Après avoir pris la cause en délibéré il y a plus d’un an, la Cour suprême du Canada (« CSC ») a rendu sa décision dans l’affaire Sa Majesté la Reine du chef de la province de Terre-Neuve-et-Labrador c.AbitibiBowater Inc., et al. [1] L’appel visait à déterminer si des ordonnances provinciales de décontamination environnementale peuvent constituer des « réclamations » au sens de la Loi sur les arrangements avec les créanciers des compagnies [2] la « LACC ») et ainsi faire l’objet d’une transaction dans le cadre de procédures en vertu de la LACC. La majorité des juges de la Cour suprême a conclu que les ordonnances de décontamination peuvent constituer des réclamations selon les faits de chaque affaire, clarifiant en partie ce qu’on appelle un « croisement confus » [3] entre le droit de l’environnement et le droit de l’insolvabilité.

Contexte

Pendant plus de 100 ans, le géant des pâtes et papiers AbitibiBowater Inc., et un certain nombre de ses affiliés (collectivement, « Abitibi »), ont exploité des industries dans la province de Terre-Neuve-et-Labrador. Cependant, en 2008, Abitibi a annoncé la fermeture de ses dernières installations en exploitation dans la province. Dans les années qui ont précédé la fermeture, Abitibi et la province de Terre-Neuve-et-Labrador (la « Province ») ont connu de nombreux différends publics. Dans les deux semaines qui ont suivi l’annonce de fermeture, la Province a adopté la loi intitulée Abitibi-Consolidated Rights and Assets Act [4]. L’« Abitibi Act » (la « Loi sur Abitibi »), transférait immédiatement à la Province la plus grande partie des biens d’Abitibi situés dans la Province, sans indemnité pour Abitibi.
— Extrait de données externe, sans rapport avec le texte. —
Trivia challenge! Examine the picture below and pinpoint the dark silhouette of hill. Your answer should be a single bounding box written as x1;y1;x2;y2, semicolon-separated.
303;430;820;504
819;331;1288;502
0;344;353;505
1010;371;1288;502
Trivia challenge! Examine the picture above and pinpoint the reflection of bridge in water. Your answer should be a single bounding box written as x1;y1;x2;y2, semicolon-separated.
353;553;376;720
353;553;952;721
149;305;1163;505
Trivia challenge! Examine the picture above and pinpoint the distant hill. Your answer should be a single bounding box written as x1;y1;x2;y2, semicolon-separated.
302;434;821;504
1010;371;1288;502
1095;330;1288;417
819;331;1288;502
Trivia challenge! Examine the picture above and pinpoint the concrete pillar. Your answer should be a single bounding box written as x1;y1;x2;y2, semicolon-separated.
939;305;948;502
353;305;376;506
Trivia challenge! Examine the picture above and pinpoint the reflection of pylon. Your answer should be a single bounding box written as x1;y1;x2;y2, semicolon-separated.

En avril 2009, Abitibi s’est placée sous la protection de la LACC. Le groupe de sociétés Abitibi a également entrepris des procédures d’insolvabilité aux États-Unis. Le même mois, Abitibi a intenté des procédures judiciaires contre la Province en vertu de l’ALÉNA [5] afin de récupérer des pertes de plus de 300 M$ découlant de l’adoption de la Loi sur Abitibi.

En novembre 2009, le ministre de l’Environnement de la Province a émis cinq ordonnances de décontamination environnementale (les « ordonnances EPA ») en vertu de la loi provinciale intitulée Environmental Protection Act [6]. Ces ordonnances visaient cinq anciens emplacements industriels d’Abitibi, dont trois avaient été expropriés en vertu de la Loi sur Abitibi. Les possibles coûts de décontamination n’avaient jamais été évalués, mais le tribunal saisi de la requête en vertu de la LACC avait estimé ces coûts de l’ordre de cinquante à cent millionsde dollars, sinon plusieurs fois plus. La Province a cherché à obtenir du tribunal saisi de la requête en vertu de la LACC une déclaration selon laquelle la procédure de réclamations en vertu de la LACC n’empêchait pas la Province de faire appliquer les ordonnances EPA.

La question soumise au tribunal saisi de la requête en vertu de la LACC consistait à déterminer si les ordonnances EPA constituaient des « réclamations » qui pouvaient faire l’objet d’un compromis aux termes d’un arrangement en vertu de la LACC, ou s’il s’agissait plutôt d’obligations continues en faveur du public que la société restructurée devait tout de même respecter à l’issue de sa restructuration [7]. La Province n’avait pas participé au processus de réclamations en vertu de la LACC. Elle avait plutôt cherché à obtenir une décision d’un tribunal établissant que les ordonnances EPA ne constituent pas des « réclamations » visées par la LACC. Le juge saisi de la requête en vertu de la LACC et la Cour d’appel du Québec ont tous deux rejeté cet argument [8]. La Province a interjeté appel à la Cour suprême du Canada.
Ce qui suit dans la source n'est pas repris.